Si ce livre m’a coupé le souffle, à sa lecture, c’est aussi parce qu’il est dans la tonalité et la démarche que je cherche encore pour mon « Aurélia Kreit ». Parce que c’est un roman russe de Mérives. Le livre d’un auteur dans sa pleine maturité. L’avantage, avec lui, c’est que je n’ai pas le temps de le jalouser, tant je suis heureux de chacune de ses pépites. Après « J’habitais Roanne », dont l’écriture a dû l’aider pour celui-ci, c’est la nouvelle démonstration que l’écriture n’est pas toujours là où on nous dit qu’elle est. Une diffusion nationale de « l’Affaire des Vivants » est totalement méritée, et attendue : il faut espérer que le public ne paressera pas.

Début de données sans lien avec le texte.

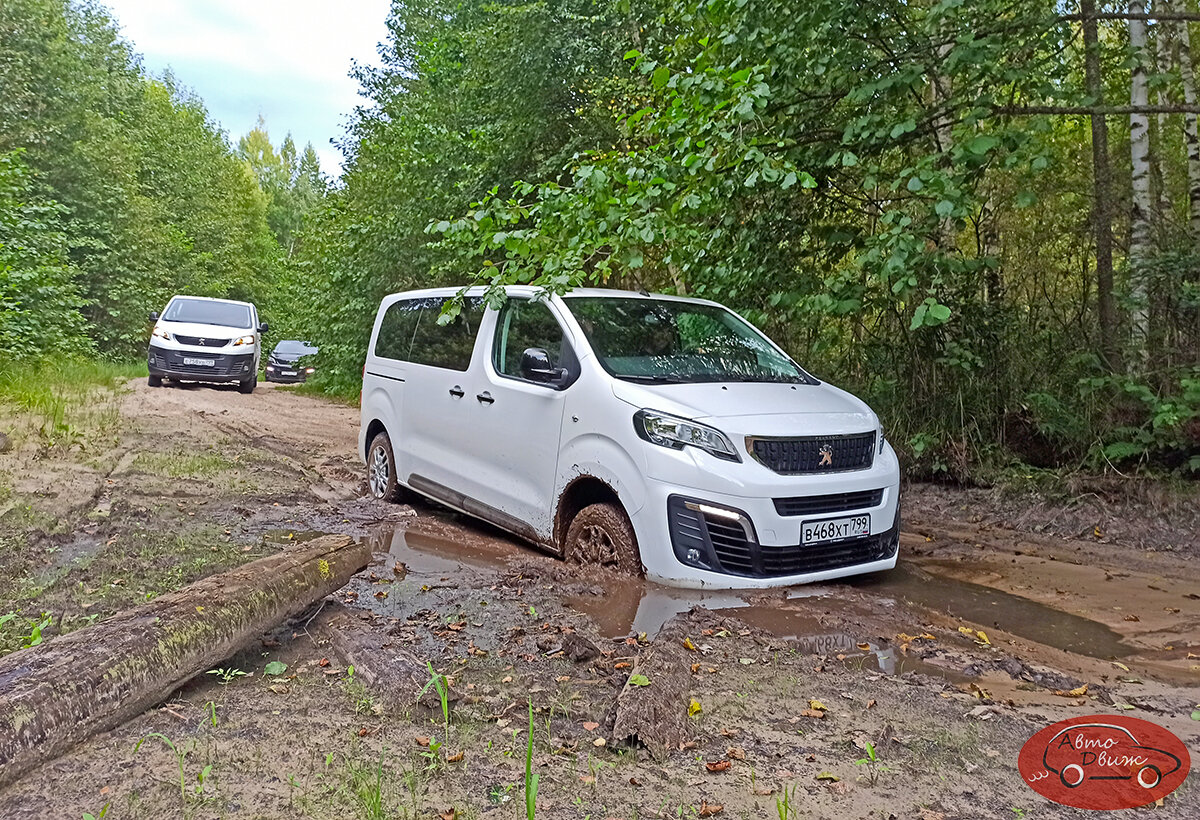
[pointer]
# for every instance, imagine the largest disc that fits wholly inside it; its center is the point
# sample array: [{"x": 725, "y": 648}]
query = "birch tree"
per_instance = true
[{"x": 1139, "y": 156}]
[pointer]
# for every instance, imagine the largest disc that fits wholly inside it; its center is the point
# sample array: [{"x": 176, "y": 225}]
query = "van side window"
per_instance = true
[
  {"x": 522, "y": 324},
  {"x": 445, "y": 345},
  {"x": 396, "y": 330}
]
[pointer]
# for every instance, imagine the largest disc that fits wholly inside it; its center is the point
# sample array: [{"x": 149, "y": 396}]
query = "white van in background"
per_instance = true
[
  {"x": 647, "y": 432},
  {"x": 198, "y": 339}
]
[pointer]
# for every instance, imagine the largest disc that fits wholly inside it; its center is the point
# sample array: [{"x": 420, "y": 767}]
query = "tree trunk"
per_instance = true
[
  {"x": 1143, "y": 197},
  {"x": 1191, "y": 132},
  {"x": 55, "y": 695},
  {"x": 1102, "y": 185}
]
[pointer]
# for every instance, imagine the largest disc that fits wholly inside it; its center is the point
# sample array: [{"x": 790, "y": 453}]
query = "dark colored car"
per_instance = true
[{"x": 291, "y": 361}]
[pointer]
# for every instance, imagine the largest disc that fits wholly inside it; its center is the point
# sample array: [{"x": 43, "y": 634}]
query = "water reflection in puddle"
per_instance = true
[{"x": 636, "y": 608}]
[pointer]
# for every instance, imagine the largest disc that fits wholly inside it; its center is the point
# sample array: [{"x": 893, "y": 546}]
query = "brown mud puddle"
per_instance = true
[{"x": 857, "y": 620}]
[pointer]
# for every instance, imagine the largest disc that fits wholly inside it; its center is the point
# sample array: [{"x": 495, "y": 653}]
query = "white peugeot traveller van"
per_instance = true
[
  {"x": 205, "y": 340},
  {"x": 648, "y": 432}
]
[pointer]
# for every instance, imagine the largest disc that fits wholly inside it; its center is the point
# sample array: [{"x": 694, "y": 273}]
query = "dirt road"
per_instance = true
[{"x": 984, "y": 634}]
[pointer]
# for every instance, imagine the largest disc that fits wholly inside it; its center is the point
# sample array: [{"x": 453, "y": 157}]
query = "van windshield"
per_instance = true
[
  {"x": 203, "y": 311},
  {"x": 663, "y": 341}
]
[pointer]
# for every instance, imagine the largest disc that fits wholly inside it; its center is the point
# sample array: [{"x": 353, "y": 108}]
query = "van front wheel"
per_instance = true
[
  {"x": 382, "y": 470},
  {"x": 603, "y": 534}
]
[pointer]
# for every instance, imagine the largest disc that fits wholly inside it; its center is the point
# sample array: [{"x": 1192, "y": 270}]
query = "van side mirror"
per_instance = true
[{"x": 535, "y": 366}]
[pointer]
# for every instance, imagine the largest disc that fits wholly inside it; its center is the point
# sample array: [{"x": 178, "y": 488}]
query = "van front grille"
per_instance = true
[{"x": 815, "y": 454}]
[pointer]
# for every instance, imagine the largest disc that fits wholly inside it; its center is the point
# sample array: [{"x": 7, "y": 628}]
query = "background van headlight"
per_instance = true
[{"x": 666, "y": 430}]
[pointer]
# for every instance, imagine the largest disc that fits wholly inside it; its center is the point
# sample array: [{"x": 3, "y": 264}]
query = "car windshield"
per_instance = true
[
  {"x": 663, "y": 341},
  {"x": 203, "y": 311},
  {"x": 294, "y": 348}
]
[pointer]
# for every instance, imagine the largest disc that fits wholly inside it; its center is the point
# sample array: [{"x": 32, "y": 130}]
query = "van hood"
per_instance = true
[{"x": 756, "y": 408}]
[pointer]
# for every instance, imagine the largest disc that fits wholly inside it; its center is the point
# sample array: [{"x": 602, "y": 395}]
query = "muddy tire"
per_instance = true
[
  {"x": 382, "y": 470},
  {"x": 603, "y": 534}
]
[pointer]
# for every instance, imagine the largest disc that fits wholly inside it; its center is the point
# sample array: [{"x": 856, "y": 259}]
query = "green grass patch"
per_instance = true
[{"x": 59, "y": 396}]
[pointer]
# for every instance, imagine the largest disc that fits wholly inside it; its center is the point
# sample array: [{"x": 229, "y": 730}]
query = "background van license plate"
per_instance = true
[{"x": 835, "y": 530}]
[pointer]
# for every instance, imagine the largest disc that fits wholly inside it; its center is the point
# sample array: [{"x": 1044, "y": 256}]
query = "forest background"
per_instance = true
[{"x": 982, "y": 216}]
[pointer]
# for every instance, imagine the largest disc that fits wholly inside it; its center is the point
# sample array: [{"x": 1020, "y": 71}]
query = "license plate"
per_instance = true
[{"x": 835, "y": 530}]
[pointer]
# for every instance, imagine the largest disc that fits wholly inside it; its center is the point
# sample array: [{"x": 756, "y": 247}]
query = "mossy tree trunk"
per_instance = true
[{"x": 60, "y": 693}]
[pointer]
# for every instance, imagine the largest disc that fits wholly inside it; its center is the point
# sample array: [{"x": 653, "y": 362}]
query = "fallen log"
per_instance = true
[
  {"x": 55, "y": 695},
  {"x": 653, "y": 705}
]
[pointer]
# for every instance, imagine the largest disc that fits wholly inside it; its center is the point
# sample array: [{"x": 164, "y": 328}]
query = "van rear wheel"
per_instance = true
[
  {"x": 603, "y": 534},
  {"x": 382, "y": 470}
]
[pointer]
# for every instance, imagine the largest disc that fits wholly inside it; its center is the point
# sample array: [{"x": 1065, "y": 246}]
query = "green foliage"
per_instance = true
[
  {"x": 40, "y": 300},
  {"x": 133, "y": 192},
  {"x": 471, "y": 95}
]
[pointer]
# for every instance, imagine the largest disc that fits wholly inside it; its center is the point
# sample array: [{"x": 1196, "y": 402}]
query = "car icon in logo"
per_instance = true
[{"x": 1105, "y": 752}]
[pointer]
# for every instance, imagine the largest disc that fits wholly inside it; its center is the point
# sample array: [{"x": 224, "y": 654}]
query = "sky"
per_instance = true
[{"x": 287, "y": 60}]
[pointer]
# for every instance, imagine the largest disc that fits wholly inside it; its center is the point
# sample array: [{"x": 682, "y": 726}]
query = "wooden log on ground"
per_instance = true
[
  {"x": 54, "y": 695},
  {"x": 657, "y": 713}
]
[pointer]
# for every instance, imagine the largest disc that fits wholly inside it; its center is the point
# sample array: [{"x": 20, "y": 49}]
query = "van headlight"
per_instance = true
[{"x": 671, "y": 431}]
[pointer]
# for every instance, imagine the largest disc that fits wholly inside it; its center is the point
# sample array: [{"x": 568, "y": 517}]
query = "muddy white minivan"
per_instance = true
[{"x": 648, "y": 432}]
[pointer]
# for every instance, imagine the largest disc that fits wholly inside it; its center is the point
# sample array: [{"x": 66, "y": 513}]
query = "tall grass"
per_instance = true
[{"x": 59, "y": 396}]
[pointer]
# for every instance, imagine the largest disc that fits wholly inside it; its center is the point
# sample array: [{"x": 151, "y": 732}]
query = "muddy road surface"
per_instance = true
[{"x": 630, "y": 700}]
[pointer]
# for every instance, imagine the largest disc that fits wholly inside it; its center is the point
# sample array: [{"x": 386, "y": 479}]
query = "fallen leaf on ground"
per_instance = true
[{"x": 1072, "y": 693}]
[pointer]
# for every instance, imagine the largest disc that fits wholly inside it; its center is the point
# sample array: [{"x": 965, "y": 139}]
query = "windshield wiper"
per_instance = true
[{"x": 651, "y": 379}]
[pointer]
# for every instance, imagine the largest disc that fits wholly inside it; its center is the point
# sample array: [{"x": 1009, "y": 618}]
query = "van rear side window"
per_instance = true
[{"x": 409, "y": 331}]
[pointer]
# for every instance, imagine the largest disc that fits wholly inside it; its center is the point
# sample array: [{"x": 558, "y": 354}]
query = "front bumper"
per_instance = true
[
  {"x": 714, "y": 540},
  {"x": 225, "y": 367},
  {"x": 275, "y": 373}
]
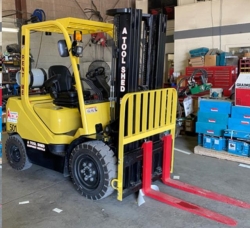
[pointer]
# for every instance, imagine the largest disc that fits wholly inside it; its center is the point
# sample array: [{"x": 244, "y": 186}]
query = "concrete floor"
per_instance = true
[{"x": 46, "y": 190}]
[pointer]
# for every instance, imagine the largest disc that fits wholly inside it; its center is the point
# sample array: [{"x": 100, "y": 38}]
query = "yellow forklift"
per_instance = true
[
  {"x": 96, "y": 139},
  {"x": 119, "y": 136}
]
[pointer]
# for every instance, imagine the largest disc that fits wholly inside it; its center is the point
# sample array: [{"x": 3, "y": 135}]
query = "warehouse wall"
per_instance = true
[
  {"x": 214, "y": 24},
  {"x": 44, "y": 48}
]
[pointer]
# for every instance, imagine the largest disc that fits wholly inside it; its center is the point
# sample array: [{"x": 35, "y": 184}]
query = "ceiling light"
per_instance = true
[{"x": 10, "y": 29}]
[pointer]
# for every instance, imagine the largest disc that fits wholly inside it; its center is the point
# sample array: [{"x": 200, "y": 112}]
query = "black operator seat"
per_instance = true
[{"x": 61, "y": 87}]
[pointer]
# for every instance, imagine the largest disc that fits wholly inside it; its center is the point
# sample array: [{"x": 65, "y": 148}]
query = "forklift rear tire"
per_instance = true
[
  {"x": 92, "y": 166},
  {"x": 16, "y": 153}
]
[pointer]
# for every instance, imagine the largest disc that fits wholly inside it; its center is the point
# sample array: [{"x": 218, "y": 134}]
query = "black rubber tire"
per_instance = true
[
  {"x": 16, "y": 153},
  {"x": 92, "y": 166}
]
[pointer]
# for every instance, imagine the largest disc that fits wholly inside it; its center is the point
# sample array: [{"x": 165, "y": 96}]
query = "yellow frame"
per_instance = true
[{"x": 158, "y": 115}]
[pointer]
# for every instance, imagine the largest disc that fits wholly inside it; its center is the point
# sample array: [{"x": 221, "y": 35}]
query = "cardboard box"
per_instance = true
[{"x": 210, "y": 60}]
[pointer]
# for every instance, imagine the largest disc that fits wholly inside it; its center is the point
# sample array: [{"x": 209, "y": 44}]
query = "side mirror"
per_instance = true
[{"x": 62, "y": 48}]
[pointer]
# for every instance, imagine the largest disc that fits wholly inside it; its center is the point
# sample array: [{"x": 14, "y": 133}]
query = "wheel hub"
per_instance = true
[
  {"x": 15, "y": 154},
  {"x": 88, "y": 172}
]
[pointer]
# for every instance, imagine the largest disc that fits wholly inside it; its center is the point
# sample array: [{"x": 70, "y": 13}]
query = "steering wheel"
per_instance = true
[{"x": 97, "y": 71}]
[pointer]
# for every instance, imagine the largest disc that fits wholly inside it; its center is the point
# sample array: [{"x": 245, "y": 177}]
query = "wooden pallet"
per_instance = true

PS : dans nos parcours parallèles et réversibles, je trouve cet amour de Hugo. Dont nous avons tous deux déclamé « A Villequier », un jour. Ironiquement, je trouve dans ce roman des références, une connivence récurrente au Grand Homme, les mêmes dont j’ai usé dans les premières pages de mon roman russe à moi. Celui qui verra peut-être le jour quand je serai prêt, dont l’importance m’apparaît plus encore depuis que la voie m’a été montrée.